RFID Firm Turns To Google For Image Campaign

A firm is paying Google an undisclosed sum to make available on its sponsored search pages some white papers that paint an upbeat picture of all things having to do with RFID technology.



Companies trying to influence public opinion once shelled out big bucks for full-page advertisements in major newspapers, but today they may be as likely to spend those dollars on sponsored links on Google.

One such case in point is RFID Ltd., a pro-RFID industry firm that is paying Google an undisclosed sum to publish several papers on the search engine that paint an upbeat picture of all-things having to do with RFID technology. More specifically, the papers are intended to refute allegations detailed in a recently released book called "Spychips," which paints a less than friendly view of how radio frequency identification technology is affecting consumer privacy. The authors -- Katherine Albrecht, founder of the privacy advocacy group Consumers Against Supermarket Privacy Invasion and Numbering (CASPIAN), and consumer privacy advocate Liz McIntyre -- co-authored the book released on Oct. 4.

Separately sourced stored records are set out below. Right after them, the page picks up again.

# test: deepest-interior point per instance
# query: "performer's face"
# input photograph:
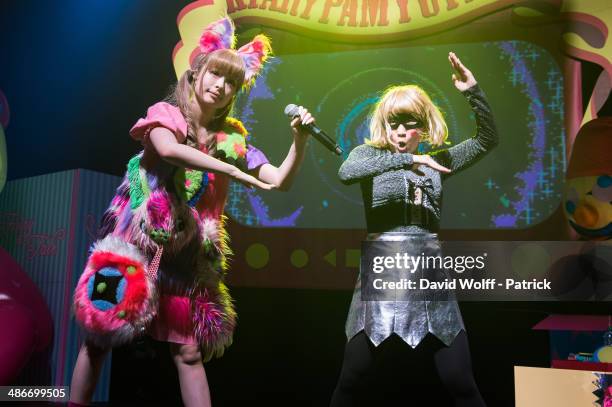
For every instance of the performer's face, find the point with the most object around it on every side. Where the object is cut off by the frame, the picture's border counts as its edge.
(405, 132)
(215, 89)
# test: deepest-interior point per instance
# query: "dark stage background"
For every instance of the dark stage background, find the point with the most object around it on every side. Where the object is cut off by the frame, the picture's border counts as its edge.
(78, 74)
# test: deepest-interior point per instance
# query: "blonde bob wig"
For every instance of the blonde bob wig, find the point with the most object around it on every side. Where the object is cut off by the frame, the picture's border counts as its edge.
(406, 99)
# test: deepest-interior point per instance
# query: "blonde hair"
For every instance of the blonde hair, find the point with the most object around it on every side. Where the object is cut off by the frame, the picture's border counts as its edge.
(409, 99)
(230, 65)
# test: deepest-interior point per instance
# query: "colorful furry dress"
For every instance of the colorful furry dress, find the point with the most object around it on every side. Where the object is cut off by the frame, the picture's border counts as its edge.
(160, 264)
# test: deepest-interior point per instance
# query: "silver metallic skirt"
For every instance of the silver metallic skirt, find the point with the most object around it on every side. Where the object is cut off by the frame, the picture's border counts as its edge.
(409, 318)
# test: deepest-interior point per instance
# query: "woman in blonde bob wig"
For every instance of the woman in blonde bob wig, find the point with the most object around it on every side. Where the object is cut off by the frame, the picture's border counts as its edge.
(407, 99)
(402, 198)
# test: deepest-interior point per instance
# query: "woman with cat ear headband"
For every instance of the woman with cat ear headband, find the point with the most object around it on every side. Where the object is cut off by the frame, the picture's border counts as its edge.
(160, 263)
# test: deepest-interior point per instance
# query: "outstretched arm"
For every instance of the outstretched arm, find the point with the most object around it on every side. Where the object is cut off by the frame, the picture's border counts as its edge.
(164, 142)
(486, 137)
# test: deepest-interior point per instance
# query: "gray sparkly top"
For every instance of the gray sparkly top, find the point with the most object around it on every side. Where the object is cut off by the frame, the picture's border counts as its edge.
(398, 198)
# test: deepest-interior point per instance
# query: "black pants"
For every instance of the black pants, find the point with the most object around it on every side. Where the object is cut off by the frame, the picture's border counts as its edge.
(453, 364)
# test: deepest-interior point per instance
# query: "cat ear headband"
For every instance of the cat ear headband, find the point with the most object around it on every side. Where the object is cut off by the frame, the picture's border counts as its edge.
(220, 35)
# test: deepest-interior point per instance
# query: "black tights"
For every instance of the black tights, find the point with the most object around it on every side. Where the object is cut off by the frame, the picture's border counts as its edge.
(453, 364)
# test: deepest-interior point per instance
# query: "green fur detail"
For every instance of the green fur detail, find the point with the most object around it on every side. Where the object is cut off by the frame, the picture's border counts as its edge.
(227, 146)
(208, 246)
(181, 176)
(138, 190)
(159, 235)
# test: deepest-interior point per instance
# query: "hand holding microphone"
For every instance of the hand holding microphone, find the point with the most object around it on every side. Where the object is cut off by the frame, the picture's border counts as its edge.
(302, 121)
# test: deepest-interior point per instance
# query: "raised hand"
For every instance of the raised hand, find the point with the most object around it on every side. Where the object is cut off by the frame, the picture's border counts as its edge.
(462, 77)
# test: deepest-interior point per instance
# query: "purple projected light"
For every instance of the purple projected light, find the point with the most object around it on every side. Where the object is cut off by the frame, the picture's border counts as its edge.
(529, 178)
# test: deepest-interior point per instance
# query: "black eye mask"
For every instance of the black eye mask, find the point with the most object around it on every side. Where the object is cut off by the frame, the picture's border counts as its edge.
(409, 121)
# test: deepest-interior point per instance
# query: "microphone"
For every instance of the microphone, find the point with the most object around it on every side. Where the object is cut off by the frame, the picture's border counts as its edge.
(292, 111)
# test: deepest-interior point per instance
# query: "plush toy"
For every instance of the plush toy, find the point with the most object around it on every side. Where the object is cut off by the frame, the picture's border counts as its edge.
(588, 190)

"This is terrifying stuff. Companies have laid out some outlandish plans for RFID technology and no one knows about them, so when you're sitting on information you feel a responsibility to tell people," Albrecht said.

"Spychips" tries to explain RFID technology -- its history and future -- along with strategies by businesses and government to imbed the technology in everything from postage stamps to shoes to people, and spy on Americans without knowledge or consent. It also urgently encourages consumers to take action to protect their privacy and civil liberties.

Obviously, RFID Ltd., which decribes itself on its web site as a system integrator and RFID consulting business, holds a dramatically different opinion than that of the book authors. Indeed, RFID Ltd. is prepared to financially invest "as much as it takes" to publish several papers on RFID technology, said Nicholas Chavez, president at RFID Ltd. He views the group's escalating their opinion campaign on Google as representing "the evolution of information warfare."

"There are people that disagree on a fundamental level to what these authors have written," he said.



The Google advertising campaign is part of RFID Ltd.'s drive to inform consumers, media and investors about what Chavez call the truth of ultra high frequency RFID technology. There's no change for the documents that intended to explain the effects of RFID technology on consumer privacy. The document is scheduled for release on Friday. Web surfers will find it by typing into the search bar one of several keywords such as "RFID investing," "RFID," "RFID Spychips," and "Spychips," each word or phrase costs something different and is associated with a different advertising campaign that could last for weeks.

The RFID market is growing. Research firm Frost & Sullivan estimates RFID technology revenue will exceed $7 billion by 2008. While there is some debate, a generally accepted definition of RFID technologies can be found in TechEncyclopedia, which defines RFID as "a wireless data collection technology that uses electronic tags for storing data. Like bar codes, they are used to identify items. Unlike bar codes, which must be brought close to the scanner for reading, RFID tags are read when they are within the proximity of a transmitted radio signal."

Google was Chavez's obvious choice for the counter attack. RFID Ltd. needed to go to the source where people acquire information about RFID to provide them with "accurate and credible information that comes from engineers." Google reaches more than 80 percent of the Internet Web users that search for information on RFID, he said.

Since Google isn't an actual portal where color ads are posted, advertisers must purchase advertising as a sponsor whose name and link appear on the right side of a Web page after a keyword is searched on. The sponsored links are priced per click through, about 100,000 would cost about $40,000, Chavez said.

Customers buying the advertising set their own price by limiting the number of times you can click-through to the content. Once that limit is reached the link disappears, Chavez said. "You can spend X number of dollars daily and it can get into the millions of dollars monthly," he said. "We are not entirely sure how much this will cost us but we're prepared to do what it takes."